Entrevue réalisée par Marie Grégoire, rédactrice en chef du MAG


 

Au moment où les Jeux olympiques de PyeongChang 2018 démarrent, le MAG s’est entretenu avec Jean-François Ménard. Cet entrepreneur à la tête de Kambio Performance accompagnera plusieurs espoirs olympiques à titre de préparateur mental.

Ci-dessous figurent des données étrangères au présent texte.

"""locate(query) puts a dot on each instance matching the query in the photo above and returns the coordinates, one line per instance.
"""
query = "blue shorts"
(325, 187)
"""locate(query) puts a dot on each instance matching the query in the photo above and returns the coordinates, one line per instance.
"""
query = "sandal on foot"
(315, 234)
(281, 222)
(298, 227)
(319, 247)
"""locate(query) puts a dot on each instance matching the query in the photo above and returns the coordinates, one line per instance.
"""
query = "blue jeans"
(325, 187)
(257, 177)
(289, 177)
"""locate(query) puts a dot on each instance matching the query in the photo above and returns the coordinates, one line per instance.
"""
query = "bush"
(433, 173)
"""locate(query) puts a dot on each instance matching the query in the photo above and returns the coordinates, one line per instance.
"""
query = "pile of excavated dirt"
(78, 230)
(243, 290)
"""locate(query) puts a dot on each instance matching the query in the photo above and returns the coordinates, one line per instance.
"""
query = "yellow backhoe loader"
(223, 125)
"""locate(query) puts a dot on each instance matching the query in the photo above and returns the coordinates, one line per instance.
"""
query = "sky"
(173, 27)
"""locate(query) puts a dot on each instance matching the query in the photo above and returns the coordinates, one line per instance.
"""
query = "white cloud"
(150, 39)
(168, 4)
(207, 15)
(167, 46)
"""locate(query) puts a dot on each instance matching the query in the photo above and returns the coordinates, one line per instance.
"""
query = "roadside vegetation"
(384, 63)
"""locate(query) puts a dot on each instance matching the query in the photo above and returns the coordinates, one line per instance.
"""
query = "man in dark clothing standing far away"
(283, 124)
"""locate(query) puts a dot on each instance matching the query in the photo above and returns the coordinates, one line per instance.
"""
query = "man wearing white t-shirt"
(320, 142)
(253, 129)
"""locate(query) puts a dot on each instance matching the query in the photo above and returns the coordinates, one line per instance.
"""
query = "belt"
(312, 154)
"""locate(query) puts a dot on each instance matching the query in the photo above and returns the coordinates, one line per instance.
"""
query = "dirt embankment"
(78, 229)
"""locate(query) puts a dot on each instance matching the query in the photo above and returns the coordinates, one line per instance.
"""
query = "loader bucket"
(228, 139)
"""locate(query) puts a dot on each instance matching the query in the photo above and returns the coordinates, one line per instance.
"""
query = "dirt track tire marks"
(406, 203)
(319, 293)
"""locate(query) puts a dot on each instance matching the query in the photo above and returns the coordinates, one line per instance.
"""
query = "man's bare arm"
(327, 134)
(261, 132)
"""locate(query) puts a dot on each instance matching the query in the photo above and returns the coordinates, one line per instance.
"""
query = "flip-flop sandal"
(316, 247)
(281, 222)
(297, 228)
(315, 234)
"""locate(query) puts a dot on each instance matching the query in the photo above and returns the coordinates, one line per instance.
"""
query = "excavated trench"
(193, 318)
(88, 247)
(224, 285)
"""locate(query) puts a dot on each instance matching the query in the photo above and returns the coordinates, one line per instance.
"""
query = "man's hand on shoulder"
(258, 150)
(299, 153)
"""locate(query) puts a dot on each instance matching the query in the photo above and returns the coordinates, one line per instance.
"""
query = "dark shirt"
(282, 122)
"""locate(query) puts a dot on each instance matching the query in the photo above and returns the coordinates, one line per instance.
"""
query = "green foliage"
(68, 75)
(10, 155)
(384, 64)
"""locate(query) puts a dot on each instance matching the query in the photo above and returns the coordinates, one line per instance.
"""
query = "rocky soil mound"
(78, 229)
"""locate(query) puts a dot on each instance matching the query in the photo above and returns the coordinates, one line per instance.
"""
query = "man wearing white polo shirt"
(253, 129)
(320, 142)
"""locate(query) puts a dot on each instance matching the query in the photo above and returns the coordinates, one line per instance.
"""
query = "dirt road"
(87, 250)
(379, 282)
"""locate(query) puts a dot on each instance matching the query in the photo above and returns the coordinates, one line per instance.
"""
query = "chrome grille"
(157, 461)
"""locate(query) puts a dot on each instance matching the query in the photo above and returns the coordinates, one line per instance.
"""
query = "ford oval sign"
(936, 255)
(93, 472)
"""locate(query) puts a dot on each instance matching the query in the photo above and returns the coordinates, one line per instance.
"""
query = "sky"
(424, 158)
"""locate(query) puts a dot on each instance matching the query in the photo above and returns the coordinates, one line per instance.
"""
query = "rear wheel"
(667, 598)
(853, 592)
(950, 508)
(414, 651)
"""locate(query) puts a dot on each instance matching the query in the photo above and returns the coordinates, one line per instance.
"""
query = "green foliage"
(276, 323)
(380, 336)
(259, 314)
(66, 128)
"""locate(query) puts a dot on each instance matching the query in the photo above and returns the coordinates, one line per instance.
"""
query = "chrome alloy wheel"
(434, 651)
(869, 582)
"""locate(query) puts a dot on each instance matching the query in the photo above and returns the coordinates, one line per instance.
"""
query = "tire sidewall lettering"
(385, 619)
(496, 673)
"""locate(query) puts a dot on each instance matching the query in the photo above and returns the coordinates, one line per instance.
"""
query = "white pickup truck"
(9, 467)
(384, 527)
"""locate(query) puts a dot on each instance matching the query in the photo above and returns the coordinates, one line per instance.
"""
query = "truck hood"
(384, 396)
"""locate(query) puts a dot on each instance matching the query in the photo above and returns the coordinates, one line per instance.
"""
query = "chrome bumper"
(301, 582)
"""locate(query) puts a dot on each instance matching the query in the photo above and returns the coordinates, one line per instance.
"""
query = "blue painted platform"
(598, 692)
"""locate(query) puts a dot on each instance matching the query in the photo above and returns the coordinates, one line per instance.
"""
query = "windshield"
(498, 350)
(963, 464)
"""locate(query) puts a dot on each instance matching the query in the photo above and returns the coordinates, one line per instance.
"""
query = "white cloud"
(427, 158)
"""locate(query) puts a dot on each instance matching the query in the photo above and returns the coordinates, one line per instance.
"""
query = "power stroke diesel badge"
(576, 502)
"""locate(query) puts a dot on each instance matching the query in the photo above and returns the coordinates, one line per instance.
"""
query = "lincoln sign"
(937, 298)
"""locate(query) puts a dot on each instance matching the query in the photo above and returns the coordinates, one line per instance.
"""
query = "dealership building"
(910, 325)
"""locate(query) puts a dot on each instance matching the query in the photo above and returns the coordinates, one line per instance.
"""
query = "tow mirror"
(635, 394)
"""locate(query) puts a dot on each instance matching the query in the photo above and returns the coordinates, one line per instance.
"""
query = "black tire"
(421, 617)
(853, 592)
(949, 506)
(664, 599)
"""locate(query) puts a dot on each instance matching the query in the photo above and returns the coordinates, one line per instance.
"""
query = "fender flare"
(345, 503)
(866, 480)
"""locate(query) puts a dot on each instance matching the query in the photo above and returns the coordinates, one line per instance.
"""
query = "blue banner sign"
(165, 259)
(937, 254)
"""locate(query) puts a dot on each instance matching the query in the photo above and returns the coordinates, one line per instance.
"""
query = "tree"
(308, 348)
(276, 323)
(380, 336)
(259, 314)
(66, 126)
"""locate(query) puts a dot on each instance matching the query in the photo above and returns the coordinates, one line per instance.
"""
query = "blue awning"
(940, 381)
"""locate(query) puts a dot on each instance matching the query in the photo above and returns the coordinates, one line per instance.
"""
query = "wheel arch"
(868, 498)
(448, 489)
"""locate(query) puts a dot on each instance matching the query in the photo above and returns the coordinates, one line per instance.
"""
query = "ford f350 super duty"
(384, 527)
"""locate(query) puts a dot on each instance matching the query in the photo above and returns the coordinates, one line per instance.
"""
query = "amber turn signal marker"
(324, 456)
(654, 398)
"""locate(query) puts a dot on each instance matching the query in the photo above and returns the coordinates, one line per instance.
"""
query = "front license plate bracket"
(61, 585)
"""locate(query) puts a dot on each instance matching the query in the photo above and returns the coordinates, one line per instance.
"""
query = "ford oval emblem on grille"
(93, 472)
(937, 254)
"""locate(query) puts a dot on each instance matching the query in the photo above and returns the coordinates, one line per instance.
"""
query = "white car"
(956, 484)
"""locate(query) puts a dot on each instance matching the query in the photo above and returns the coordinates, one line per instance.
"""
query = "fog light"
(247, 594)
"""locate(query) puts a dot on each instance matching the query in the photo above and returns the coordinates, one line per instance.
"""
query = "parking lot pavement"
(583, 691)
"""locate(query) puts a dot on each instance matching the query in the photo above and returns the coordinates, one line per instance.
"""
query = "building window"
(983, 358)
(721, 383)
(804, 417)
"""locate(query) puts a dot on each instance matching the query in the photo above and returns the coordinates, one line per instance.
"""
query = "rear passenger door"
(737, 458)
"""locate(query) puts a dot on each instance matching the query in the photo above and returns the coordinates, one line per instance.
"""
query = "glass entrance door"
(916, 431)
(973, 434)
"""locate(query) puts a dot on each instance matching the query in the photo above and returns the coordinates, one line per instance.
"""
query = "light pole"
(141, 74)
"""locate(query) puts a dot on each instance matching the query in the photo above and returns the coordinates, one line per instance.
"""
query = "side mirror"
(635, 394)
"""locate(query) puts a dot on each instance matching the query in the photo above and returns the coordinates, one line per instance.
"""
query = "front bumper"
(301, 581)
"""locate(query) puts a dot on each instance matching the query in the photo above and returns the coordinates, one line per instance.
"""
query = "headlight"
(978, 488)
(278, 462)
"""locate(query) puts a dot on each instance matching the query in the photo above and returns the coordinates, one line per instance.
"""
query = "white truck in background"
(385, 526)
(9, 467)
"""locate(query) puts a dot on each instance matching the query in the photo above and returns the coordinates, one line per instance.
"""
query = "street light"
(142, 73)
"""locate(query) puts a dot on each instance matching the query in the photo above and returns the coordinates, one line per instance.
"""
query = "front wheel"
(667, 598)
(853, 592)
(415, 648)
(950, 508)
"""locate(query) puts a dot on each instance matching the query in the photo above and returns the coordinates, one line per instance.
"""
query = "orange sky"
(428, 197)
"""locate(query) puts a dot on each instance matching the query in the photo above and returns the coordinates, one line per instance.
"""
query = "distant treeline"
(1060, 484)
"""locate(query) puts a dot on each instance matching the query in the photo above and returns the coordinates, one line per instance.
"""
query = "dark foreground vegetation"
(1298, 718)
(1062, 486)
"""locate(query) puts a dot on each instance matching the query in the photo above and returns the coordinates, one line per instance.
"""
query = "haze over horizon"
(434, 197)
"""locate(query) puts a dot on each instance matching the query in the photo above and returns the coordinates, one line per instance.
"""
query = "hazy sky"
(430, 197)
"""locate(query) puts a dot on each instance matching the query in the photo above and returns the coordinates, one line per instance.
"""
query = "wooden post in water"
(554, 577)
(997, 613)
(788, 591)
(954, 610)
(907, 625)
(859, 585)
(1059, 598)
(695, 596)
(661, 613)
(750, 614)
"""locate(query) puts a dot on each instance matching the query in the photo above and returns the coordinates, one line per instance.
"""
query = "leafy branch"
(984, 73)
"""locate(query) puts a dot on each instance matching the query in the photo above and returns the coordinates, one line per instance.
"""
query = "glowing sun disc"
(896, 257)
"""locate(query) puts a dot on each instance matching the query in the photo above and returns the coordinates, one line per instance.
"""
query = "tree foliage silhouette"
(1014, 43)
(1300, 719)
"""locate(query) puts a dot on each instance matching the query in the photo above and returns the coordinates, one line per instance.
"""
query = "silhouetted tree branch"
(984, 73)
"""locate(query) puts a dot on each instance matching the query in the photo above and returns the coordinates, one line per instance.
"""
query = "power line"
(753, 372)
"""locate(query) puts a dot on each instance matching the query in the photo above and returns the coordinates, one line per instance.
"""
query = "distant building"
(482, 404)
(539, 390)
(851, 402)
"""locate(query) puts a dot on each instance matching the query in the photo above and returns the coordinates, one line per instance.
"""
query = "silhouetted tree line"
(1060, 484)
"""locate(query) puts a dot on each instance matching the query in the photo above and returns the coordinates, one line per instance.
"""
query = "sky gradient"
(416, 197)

Jean-François Ménard a fait ses débuts avec le Cirque du Soleil. Depuis, il œuvre comme préparateur sportif auprès d’athlètes olympiques et professionnels, mais aussi de gens d’affaires et de professionnels de la santé. Son objectif est simple, même si le chemin peut être complexe. Il accompagne ses clients vers l’excellence. Pour lui, l’important n’est pas de participer, il faut vouloir gagner. Il se rappelle qu’un jour un athlète l’a approché en lui disant qu’il souhaitait aller aux Jeux olympiques…  La réponse du préparateur mental, qui travaille entre autres avec Mikaël Kingsbury, a été simple : il devait se mettre dans la tête de gagner. « Ça a changé son comportement et son attitude. »

 

En sport comme en affaires, on ne peut réussir seul.

Quand on demande à Jean-François Menard si les athlètes sont prêts pour le rendez-vous, il répond du tac au tac. Selon lui, la préparation des athlètes est certes importante, mais celle des membres de l’équipe qui les entoure est tout aussi essentielle. Lui qui accompagne huit athlètes dans cinq disciplines différentes est sans équivoque : l’entourage ne peut pas avoir d’états d’âme et les entraîneurs doivent rester calmes et en contrôle. « On parle peu de l’équipe autour, les entraîneurs, l’équipe médicale… Eux aussi doivent performer. »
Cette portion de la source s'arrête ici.